Washington - A US Senate committee accused Apple of running a complex web of offshore business interests to avoid paying billions of dollars in income taxes, saying the technology giant was "among America's largest tax avoiders."
The committee is to hold a hearing on Tuesday to highlight Apple's tax avoidance strategies. Company chief Tim Cook was expected to testify.
In addition to moving assets to tax havens, Apple also was accused of using loopholes in the United States to avoid taxes on $44bn in taxable offshore income over the past four years.
Apple said in a statement before the testimony that it did not use "tax gimmicks" to avoid paying taxes.
The Senate Permanent Subcommittee on Investigations said Apple's tax avoidance strategies were similar to those used by Microsoft and Hewlett-Packard, whose "dubious strategies" were scrutinised in 2012.

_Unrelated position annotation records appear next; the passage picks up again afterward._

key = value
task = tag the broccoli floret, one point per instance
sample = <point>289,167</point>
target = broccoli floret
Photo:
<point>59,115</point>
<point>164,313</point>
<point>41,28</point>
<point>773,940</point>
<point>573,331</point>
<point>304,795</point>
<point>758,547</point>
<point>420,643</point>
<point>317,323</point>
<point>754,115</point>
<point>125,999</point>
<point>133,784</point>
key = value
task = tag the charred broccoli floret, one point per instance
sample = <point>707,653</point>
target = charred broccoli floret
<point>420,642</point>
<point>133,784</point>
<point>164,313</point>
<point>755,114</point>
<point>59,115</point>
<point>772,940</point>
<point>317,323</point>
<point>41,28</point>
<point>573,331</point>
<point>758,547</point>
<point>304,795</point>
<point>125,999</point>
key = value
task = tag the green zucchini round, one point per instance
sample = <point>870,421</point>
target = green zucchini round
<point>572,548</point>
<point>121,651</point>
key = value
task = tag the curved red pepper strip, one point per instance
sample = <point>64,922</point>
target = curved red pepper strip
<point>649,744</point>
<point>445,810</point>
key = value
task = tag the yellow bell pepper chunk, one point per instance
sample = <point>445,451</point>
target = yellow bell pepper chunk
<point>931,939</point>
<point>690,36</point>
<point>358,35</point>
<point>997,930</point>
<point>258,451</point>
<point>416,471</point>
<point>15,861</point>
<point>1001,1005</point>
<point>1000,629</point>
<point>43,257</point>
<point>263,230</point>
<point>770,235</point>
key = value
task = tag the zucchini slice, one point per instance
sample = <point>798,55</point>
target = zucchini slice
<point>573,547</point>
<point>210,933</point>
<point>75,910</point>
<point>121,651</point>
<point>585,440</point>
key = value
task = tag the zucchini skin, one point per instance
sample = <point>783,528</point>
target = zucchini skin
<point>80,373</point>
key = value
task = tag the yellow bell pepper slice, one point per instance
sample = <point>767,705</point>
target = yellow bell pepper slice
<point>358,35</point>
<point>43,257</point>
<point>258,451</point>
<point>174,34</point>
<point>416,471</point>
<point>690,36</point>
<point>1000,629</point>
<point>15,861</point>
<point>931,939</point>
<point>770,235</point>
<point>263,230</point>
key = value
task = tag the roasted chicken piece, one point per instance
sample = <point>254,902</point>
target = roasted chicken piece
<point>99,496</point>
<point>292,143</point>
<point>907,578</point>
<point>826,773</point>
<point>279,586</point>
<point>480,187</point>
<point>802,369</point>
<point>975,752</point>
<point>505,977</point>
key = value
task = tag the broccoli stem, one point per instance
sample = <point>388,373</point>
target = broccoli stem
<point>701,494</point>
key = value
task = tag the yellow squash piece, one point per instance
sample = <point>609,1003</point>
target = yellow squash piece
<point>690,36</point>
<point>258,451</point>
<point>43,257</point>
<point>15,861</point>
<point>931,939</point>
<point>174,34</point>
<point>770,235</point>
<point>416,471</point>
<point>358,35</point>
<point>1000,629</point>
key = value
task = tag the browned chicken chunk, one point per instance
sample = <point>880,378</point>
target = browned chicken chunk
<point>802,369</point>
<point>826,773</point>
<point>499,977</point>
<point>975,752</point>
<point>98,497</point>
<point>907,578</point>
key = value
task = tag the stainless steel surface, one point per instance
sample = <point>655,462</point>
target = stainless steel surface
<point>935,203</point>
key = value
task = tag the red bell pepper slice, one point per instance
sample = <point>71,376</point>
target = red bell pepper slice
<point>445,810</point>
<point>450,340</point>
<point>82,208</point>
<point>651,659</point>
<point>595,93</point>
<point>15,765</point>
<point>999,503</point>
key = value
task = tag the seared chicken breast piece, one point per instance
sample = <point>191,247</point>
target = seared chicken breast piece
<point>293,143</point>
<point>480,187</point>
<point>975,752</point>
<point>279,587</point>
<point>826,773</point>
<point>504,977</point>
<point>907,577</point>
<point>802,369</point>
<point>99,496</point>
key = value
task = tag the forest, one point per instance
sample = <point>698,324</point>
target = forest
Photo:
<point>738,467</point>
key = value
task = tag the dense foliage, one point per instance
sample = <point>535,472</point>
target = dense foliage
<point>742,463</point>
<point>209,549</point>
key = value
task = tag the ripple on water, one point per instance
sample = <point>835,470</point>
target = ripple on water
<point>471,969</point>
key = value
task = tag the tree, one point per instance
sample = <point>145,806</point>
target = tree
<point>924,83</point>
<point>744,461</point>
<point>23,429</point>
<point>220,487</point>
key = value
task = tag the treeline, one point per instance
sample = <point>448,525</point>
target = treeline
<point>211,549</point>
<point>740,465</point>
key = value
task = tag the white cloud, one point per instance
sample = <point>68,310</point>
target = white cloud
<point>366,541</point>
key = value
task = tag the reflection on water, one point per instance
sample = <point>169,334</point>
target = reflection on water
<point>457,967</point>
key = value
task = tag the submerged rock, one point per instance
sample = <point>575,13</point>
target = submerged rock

"Apple wasn't satisfied with shifting its profits to a low-tax offshore tax haven," said committee chairperson Carl Levin. "Apple sought the Holy Grail of tax avoidance. It has created offshore entities holding tens of billions of dollars while claiming to be tax resident nowhere."
Committee member John McCain said, "Apple claims to be the largest US corporate taxpayer, but by sheer size and scale, it is also among America's largest tax avoiders."
"A company that found remarkable success by harnessing American ingenuity and the opportunities afforded by the US economy should not be shifting its profits overseas to avoid the payment of US tax, purposefully depriving the American people of revenue," he said.
The findings, which came amid a global push to curb tax evasion, were likely to renew a debate about whether the US tax system needs overhauling.
Apple said its corporate income tax rate was 30.5%, which is close to the US statutory maximum rate of 35%.
Two of the offshore subsidiaries used by Apple are based in Ireland and are not tax residents anywhere, the Senate committee said.
Irish Foreign Minister Eamon Gilmore said his country's taxation system was not the problem and issues arising from the taxation systems in other jurisdictions needed to be adressed first.
Gilmore spoke Tuesday in Brussels, where he was chairing a meeting of EU European affairs ministers.
"Of course, we'll look at the (US) report," he said. "But let's be very clear about this - Ireland has a very strong, very transparent tax regime."
An EU spokesperson also rejected suggestions that Ireland, a member of the bloc, is a tax haven comparable with Bermuda and the Cayman Islands.
"I don't think we would go that far, no," European Commission spokesperson Michael Jennings said.
He declined to comment specifically on the Apple case but said corporate tax avoidance is "an abuse that we need to stop urgently."
"What we want is measures to make it more difficult for businesses to use artificial arrangements to avoid tax," Jennings said.